Over-Dramatic Histories

There are ghosts at Auschwitz-Birkenau. The walls of ruined gas chambers could talk, and the murky barracks creaked with moans of despair. And we listened. By this point, we all know the narrative. “In 1939 Hitler invaded Poland,” “The Holocaust was the mass slaughter of Jews, homosexuals, Roma-Sinti, Russian POWs, and other undesirables” etc. Especially for a group of students who find themselves knee deep in World War II studies for four or more months now, these things become desensitized fact.

There seems to be a gradient. When one is ignorant  about a topic, they cannot care because they know nothing about it. When one starts to learn, one starts to care more. Eventually, the student reaches the point  at which they discover that the more they learn, the more they realize they need to learn. When it comes to Holocaust studies, there is always more to learn, and more that will forever go unknown. Getting lost in this gruesome, fascinating, painful subject begins to make one numb to the horrors being presented, because you get used to and instinctively protect your psyche. This desensitization  allows the student to dive deeper into the studies, but visiting sights like Auschwitz-Birkenau are a reminder of the importance of what we are studying.

My heart was heavy in the concentration camp. My body felt as though it weighed one thousand pounds and my palms could not stop sweating. I felt pain for my comrades who have personal connections to this most horrible display of human cruelty. Whenever I felt my skin truly crawl,  as when we looked at the hair of thousands of victims, I reminded myself that at least I had an out, the victims did not.
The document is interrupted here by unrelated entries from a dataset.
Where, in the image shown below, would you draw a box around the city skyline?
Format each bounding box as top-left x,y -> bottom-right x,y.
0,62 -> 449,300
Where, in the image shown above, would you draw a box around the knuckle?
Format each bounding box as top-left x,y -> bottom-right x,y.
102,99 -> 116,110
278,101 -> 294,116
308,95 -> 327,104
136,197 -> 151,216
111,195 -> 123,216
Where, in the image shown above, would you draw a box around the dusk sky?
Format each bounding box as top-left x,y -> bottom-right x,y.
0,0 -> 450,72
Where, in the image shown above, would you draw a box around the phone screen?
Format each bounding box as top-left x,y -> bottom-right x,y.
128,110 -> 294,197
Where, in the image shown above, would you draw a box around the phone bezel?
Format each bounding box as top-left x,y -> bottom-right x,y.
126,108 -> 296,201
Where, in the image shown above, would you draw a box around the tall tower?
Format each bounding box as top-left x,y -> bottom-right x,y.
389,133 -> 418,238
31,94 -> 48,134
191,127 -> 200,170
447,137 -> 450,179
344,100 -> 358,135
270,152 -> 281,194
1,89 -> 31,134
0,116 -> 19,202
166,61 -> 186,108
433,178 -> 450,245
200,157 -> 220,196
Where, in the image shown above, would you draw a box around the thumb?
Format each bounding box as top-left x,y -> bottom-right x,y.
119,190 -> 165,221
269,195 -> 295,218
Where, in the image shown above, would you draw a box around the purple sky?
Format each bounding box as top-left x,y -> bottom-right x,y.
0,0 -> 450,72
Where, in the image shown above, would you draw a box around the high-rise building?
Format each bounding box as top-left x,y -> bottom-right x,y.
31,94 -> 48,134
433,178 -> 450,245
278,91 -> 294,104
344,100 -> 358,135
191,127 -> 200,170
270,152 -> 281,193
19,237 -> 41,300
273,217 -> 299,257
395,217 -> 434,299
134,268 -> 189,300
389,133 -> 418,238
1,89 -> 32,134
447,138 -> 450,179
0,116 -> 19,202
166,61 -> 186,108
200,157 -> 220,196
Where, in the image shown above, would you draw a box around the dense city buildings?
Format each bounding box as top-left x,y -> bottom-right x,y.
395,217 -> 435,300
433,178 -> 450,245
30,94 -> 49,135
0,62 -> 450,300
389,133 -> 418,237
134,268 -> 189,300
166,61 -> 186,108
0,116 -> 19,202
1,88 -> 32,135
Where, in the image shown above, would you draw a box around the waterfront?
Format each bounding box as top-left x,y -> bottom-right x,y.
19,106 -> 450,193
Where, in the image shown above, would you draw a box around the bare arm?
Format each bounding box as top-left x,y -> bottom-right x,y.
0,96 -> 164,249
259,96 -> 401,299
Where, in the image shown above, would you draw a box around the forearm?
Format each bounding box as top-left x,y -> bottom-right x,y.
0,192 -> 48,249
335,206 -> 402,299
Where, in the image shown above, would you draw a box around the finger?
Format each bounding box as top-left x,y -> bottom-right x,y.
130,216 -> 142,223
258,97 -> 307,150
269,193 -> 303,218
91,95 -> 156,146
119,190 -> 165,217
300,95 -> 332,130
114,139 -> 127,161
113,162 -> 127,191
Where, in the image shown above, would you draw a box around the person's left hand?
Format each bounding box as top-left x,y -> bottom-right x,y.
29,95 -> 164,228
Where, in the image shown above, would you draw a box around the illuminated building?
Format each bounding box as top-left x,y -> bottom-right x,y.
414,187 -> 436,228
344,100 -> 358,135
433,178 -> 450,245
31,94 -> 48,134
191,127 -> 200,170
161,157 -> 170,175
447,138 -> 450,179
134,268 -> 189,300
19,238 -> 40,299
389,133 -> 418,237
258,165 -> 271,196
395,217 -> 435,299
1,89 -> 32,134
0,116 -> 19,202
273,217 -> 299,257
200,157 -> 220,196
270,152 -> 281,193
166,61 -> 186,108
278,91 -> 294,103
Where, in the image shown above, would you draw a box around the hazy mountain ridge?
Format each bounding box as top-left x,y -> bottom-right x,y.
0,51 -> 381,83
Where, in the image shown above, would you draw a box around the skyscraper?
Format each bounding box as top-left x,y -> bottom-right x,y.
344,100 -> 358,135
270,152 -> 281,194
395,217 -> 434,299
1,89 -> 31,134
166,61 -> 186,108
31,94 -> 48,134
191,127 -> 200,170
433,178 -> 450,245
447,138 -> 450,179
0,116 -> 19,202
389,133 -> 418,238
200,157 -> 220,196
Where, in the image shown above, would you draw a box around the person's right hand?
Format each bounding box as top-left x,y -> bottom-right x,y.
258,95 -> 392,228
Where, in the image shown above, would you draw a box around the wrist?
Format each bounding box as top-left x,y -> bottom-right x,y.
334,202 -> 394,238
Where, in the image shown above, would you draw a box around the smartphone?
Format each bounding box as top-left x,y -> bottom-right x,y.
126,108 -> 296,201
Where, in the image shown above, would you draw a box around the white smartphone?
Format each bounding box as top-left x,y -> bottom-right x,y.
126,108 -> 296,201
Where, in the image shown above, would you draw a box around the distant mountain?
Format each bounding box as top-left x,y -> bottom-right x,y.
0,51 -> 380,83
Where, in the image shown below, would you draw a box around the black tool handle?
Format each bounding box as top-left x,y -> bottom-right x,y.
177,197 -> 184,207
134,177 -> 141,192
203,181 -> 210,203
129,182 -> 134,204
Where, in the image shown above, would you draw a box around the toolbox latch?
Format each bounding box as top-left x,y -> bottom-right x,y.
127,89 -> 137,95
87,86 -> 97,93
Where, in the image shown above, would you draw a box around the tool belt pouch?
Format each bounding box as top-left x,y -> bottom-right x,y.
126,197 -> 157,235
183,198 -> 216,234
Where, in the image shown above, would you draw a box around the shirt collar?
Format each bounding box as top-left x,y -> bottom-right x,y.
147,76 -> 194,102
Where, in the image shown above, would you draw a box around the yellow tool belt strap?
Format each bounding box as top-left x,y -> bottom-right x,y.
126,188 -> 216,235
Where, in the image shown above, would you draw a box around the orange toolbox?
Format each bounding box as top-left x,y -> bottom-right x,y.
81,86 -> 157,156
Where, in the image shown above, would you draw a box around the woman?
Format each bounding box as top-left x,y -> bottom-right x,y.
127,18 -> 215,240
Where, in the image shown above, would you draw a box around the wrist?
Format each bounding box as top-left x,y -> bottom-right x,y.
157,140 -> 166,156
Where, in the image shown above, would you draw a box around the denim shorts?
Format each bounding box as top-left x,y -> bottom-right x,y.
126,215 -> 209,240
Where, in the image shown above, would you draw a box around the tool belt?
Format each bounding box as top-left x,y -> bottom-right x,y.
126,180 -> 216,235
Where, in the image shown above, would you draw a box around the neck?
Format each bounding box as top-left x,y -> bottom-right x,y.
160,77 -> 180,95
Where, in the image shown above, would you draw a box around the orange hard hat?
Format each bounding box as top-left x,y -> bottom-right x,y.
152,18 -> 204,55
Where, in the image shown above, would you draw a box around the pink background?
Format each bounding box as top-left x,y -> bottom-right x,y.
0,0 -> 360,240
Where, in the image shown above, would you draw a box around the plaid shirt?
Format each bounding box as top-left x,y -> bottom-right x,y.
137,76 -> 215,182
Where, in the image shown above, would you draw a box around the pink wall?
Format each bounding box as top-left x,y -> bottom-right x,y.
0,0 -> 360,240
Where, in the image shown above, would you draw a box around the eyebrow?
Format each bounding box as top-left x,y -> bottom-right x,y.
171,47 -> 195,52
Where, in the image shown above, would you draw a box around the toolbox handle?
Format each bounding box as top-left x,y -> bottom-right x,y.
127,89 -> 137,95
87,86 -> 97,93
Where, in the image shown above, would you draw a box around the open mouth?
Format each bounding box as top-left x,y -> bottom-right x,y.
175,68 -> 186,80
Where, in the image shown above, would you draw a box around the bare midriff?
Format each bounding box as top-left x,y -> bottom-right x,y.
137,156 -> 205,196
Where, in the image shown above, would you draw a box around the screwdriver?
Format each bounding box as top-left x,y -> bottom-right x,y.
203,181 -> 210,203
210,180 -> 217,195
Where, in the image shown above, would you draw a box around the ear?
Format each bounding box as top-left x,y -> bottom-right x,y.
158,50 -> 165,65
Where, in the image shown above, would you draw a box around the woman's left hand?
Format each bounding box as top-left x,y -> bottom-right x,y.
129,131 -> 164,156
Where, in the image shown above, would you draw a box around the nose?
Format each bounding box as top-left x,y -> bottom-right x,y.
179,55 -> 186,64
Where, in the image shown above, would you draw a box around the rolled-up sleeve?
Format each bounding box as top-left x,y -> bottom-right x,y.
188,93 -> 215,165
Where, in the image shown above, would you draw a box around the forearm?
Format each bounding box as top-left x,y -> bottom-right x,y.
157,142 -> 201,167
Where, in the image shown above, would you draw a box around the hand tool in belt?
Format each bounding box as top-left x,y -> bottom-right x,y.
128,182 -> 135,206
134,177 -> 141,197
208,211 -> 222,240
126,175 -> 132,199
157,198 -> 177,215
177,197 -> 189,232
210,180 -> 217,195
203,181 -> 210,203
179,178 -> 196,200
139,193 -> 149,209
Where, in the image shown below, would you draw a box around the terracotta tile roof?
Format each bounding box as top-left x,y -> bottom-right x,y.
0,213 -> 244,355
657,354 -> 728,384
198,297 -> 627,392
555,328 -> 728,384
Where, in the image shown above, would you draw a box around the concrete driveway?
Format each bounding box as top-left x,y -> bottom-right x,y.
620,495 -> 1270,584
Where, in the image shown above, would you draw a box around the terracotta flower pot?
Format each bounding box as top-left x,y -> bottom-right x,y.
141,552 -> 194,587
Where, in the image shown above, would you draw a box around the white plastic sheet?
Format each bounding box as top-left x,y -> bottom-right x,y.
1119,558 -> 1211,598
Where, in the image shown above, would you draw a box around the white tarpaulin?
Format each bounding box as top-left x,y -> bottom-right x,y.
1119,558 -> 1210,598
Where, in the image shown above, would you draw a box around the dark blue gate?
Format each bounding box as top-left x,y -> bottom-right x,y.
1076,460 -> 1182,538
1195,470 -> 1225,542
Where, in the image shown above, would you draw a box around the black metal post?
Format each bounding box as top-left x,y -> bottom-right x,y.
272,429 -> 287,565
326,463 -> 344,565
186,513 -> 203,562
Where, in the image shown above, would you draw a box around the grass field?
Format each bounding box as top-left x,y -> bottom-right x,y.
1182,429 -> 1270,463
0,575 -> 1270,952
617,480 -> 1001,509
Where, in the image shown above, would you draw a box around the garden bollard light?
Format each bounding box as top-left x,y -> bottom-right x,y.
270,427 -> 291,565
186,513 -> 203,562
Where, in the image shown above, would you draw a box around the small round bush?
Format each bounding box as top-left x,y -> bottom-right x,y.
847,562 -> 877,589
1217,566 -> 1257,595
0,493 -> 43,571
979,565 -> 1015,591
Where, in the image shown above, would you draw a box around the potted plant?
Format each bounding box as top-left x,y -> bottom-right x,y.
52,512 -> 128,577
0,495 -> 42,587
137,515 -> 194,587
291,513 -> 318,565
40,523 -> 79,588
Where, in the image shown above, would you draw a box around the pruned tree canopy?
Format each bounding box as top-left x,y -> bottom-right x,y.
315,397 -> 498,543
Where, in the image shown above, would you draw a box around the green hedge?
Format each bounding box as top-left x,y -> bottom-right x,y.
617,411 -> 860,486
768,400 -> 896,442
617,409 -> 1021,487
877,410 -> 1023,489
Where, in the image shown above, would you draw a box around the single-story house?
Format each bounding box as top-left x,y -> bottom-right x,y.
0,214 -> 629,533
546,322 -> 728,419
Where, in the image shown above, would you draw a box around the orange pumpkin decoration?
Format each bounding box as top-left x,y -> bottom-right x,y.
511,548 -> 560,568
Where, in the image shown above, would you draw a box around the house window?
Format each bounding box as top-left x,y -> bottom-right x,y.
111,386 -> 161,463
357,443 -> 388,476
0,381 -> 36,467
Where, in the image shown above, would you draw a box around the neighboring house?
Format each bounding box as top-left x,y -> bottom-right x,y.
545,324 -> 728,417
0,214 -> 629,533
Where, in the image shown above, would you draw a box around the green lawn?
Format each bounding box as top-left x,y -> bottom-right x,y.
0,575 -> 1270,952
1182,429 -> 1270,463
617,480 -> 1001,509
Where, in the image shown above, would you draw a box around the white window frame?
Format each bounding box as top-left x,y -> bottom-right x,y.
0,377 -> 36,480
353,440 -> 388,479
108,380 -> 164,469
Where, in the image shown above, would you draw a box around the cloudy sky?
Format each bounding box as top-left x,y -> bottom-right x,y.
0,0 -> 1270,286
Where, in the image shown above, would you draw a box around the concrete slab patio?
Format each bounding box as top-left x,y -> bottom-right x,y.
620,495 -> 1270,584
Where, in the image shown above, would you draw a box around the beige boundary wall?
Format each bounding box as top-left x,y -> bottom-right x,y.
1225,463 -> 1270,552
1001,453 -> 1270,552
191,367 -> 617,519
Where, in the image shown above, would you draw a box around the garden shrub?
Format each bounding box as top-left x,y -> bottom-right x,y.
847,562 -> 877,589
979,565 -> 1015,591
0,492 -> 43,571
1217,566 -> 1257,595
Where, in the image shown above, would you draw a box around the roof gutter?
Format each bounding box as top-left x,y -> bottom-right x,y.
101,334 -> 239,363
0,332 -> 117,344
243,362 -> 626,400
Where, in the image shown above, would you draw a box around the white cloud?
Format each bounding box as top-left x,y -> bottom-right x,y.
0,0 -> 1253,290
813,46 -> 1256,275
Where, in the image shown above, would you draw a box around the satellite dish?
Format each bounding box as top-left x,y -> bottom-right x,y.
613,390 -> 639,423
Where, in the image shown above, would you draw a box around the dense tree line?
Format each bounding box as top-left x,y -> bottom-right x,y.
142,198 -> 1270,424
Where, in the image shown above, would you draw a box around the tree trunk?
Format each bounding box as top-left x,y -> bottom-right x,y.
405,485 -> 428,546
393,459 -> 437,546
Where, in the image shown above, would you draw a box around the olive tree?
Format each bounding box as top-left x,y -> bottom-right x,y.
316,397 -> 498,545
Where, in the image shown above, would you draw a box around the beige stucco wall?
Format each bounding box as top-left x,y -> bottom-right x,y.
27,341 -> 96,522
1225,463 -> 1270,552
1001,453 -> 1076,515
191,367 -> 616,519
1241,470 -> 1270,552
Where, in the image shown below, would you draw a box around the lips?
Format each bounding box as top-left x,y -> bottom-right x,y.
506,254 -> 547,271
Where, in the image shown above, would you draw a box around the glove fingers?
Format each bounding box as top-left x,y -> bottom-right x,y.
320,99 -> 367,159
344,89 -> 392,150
There is no greater way to forward one’s Holocaust education than by stepping on the exact path that someone else stepped to go directly to their death.

As I spoke of in my blog about Normandy, history is more than treaties and diplomacy. It is difficult to really get the humanity in history across in a classroom setting contextualized with exams and stuff classrooms. Of course, part of this discourse we are used to hearing is “the Holocaust was bad.” But do people know how bad? They can conceptualize it, but hearing the whispers of someone’s grandma in a gas chamber, someone’s mom in a women’s prison barrack, and someone’s son in the hands of Josef Megele, contextualizes it. The Holocaust is a cry against humanity, and forcing myself to put my ear right on the speaker reminded me the importance of why I study what I study, and why I have always made memorializing it an imperative.